Er war der erste deutsche Papst seit mehr als 480 Jahren - nach dem Tod von Benedikt XVI. nehmen Gläubige in dieser Woche Abschied.

Der emeritierte Pontifex starb am Samstag im Alter von 95 Jahren im Kloster Mater Ecclesiae im Vatikan, knapp zehn Jahre nach seinem spektakulären Rücktritt. Ab Montag wird er im Petersdom in Rom öffentlich aufgebahrt, Trauerfeier und Beisetzung sind für Donnerstag geplant.

"Treuer Diener"

Papst Franziskus nannte seinen Vorgänger am Sonntag beim wöchentlichen Angelus-Gebet im Vatikan einen "treuen Diener des Evangeliums und der Kirche". Geistliche und Politiker würdigten den gebürtigen Bayern als klugen Theologen. Kritiker beklagten jedoch den konservativen Kurs Benedikts in seiner Zeit als Kirchenoberhaupt.

Joseph Ratzinger als sechzehnjähriger Luftwaffenhelfer (KNA)
Joseph Ratzinger als sechzehnjähriger Luftwaffenhelfer / ( KNA )

Joseph Ratzinger, wie sein bürgerlicher Name lautete, wurde in Oberbayern geboren und am 19. April 2005 als Nachfolger von Johannes Paul II. zum Papst gewählt. Benedikt führte den Kurs seines polnischen Vorgängers fort. Er stemmte sich gegen eine Modernisierung der Kirche, was ihm viel Kritik einbrachte. Seine Amtszeit wurde von dem Missbrauchsskandal überschattet, der die katholische Kirche in eine tiefe Krise stürzte.

Archivbild: Rücktritt von Papst Benedikt XVI. - während eines Konsistoriums am 11. Februar 2013 / © Osservatore Romano (KNA)
Archivbild: Rücktritt von Papst Benedikt XVI. - während eines Konsistoriums am 11. Februar 2013 / © Osservatore Romano ( KNA )

2013 erregte Benedikt größtes Aufsehen, indem er als erster Papst seit mehr als 700 Jahren freiwillig zurücktrat.
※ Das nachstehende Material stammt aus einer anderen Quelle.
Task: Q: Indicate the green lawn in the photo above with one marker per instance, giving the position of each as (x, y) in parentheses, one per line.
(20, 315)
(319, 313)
Seinen Rücktritt begründete er mit seinem fortgeschrittenen Alter und seiner angeschlagenen Gesundheit - ihm fehlten die Kräfte für das anspruchsvolle Amt, sagte er.

Große Anteilnahme an Tod

Die Todesnachricht sorgte für große Anteilnahme in Deutschland und weltweit, vor allem unter den etwa 1,4 Milliarden Katholiken. Bundeskanzler Olaf Scholz schrieb auf Twitter, dass die Welt eine prägende Figur der katholischen Kirche verliere. "Als "deutscher" Papst war Benedikt XVI. für viele nicht nur hierzulande ein besonderer Kirchenführer", so der SPD-Politiker.

Bundespräsident Frank-Walter Steinmeier würdigte Benedikt als Mittler zwischen den Religionen. "Die Einheit der Christenheit und der Dialog der Religionen, das Miteinander von Religion und Gesellschaft lagen ihm besonders am Herzen. Er suchte das Gespräch mit Juden und Muslimen sowie allen christlichen Konfessionen weltweit", schrieb Steinmeier, der zum Trauergottesdienst nach Rom reisen wird.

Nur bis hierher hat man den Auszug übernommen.